Perspective: Doug Rickard and street photography in the Age of Google

Photography of the street is not the same as street photography. Thoughts on Doug Rickard, Nick Turpin, and street photography since the arrival of Google street view.

Street photography used to be about urban/city life – about life on the street – the interaction of people and places. As a counterpoint, there was both architectural (building focused) and urban (more generic than buildings but less people-focused than street) photography.
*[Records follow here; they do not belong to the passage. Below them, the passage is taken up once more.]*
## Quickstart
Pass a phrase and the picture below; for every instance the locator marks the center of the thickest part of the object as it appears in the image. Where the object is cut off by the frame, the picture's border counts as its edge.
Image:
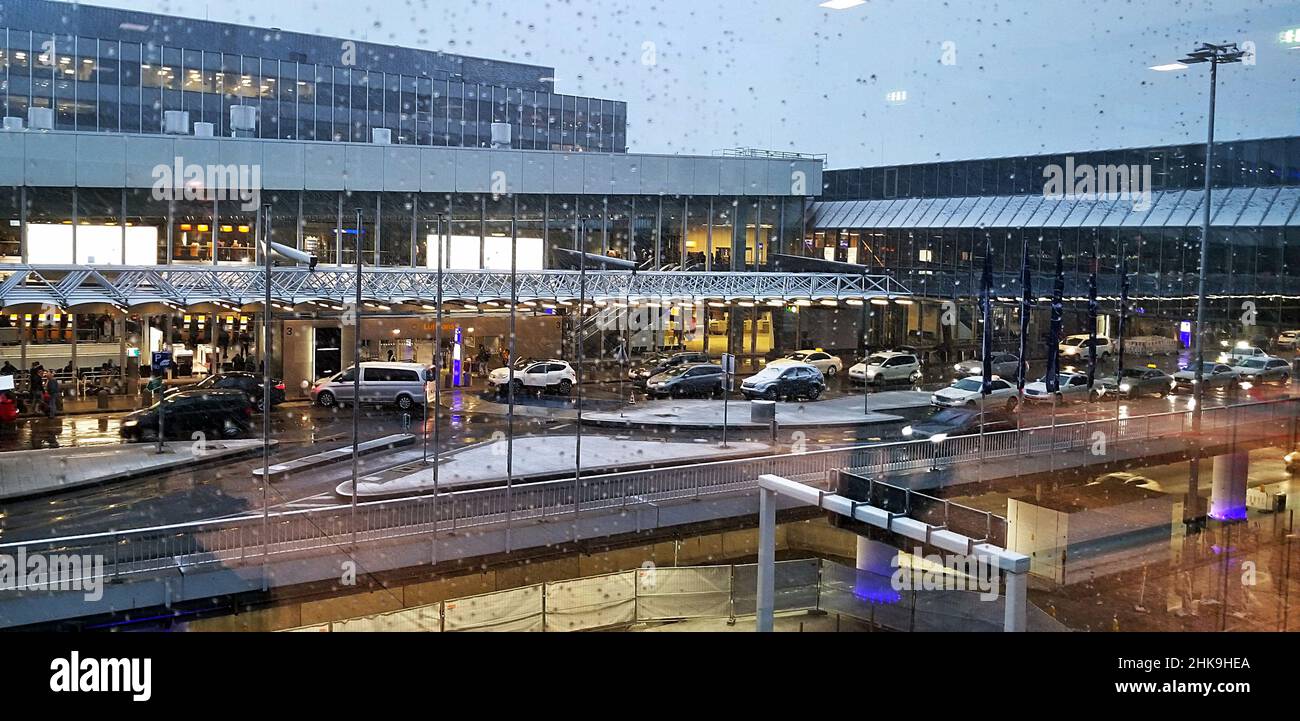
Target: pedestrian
(35, 382)
(51, 395)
The photography of streets =/= street photography

But in the last couple of years the two terms have increasingly been conflated – street photography and the urbanist photography of streets have almost merged together, as they have in Rickard’s photos. This hasn’t gone unchallenged:

Turpin’s right to resist this amalgamation: street photography is primarily about people on the street, while urbanist street photography is about streets that happen to have people in them. Turpin’s had a fair bit of flack for this on twitter, often along the lines of ‘you can’t have impermeable boundaries between photography disciplines’.
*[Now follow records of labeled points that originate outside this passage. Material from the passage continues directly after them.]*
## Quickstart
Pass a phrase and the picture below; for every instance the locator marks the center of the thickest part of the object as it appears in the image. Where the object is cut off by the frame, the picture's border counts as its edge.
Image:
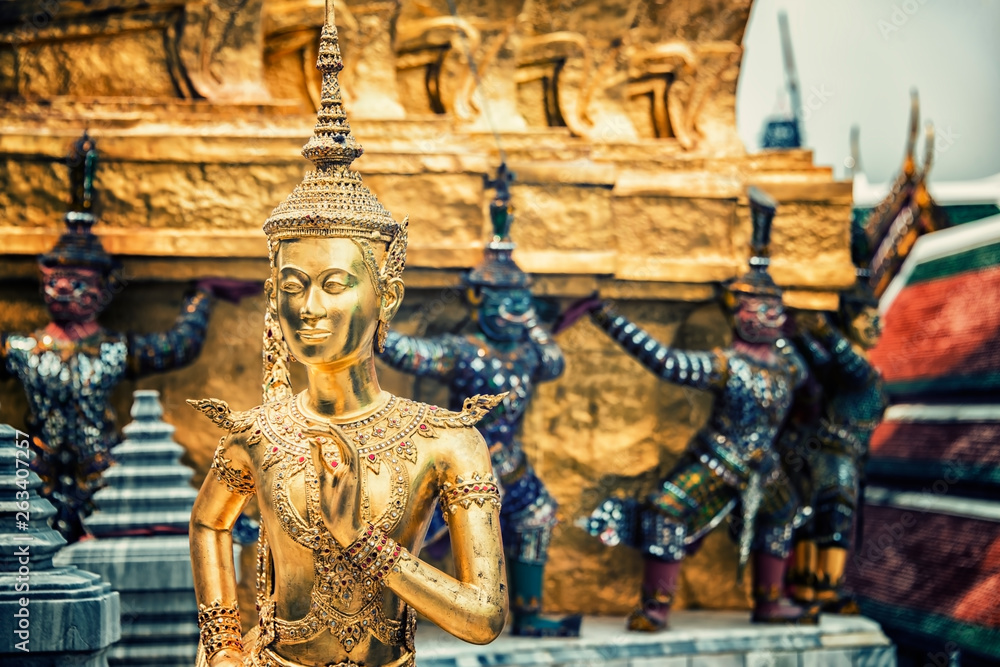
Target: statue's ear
(392, 298)
(269, 294)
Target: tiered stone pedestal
(50, 616)
(696, 639)
(142, 543)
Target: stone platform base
(697, 639)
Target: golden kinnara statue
(346, 474)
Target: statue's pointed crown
(498, 268)
(758, 280)
(78, 246)
(331, 201)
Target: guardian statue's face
(326, 299)
(73, 295)
(504, 314)
(758, 319)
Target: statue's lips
(313, 335)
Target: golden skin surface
(328, 306)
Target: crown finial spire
(332, 143)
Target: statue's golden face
(326, 300)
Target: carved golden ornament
(236, 480)
(481, 489)
(220, 627)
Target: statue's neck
(344, 391)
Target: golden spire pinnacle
(331, 201)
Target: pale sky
(858, 59)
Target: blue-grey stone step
(696, 639)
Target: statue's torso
(483, 368)
(747, 414)
(69, 386)
(322, 604)
(853, 412)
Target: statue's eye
(334, 286)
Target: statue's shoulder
(235, 422)
(473, 410)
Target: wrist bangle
(220, 628)
(374, 552)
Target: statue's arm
(221, 500)
(552, 361)
(473, 604)
(701, 370)
(151, 353)
(424, 357)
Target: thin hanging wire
(483, 100)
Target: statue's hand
(577, 310)
(228, 289)
(339, 485)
Authenticity and photography, or the perils of selective re-imagining the past

But you can’t (or should I say you shouldn’t) also retrospectively re-cast what photography is about either: to do so lacks discipline (in that it’s an intellectual short-cut that’s frequently obscured from the viewer) and is a convenient cop-out. This is photography as a form of comprehensive record-keeping, that has then subsequently been selectively edited to create a documentary style commentary on modern American urban life. It’s a great approach, and the results are really fascinating. In this, photography is a tool. In street photography, photography is the tool.

But it’s not street photography, and to label it as such shows a surprising ignorance of photographic history.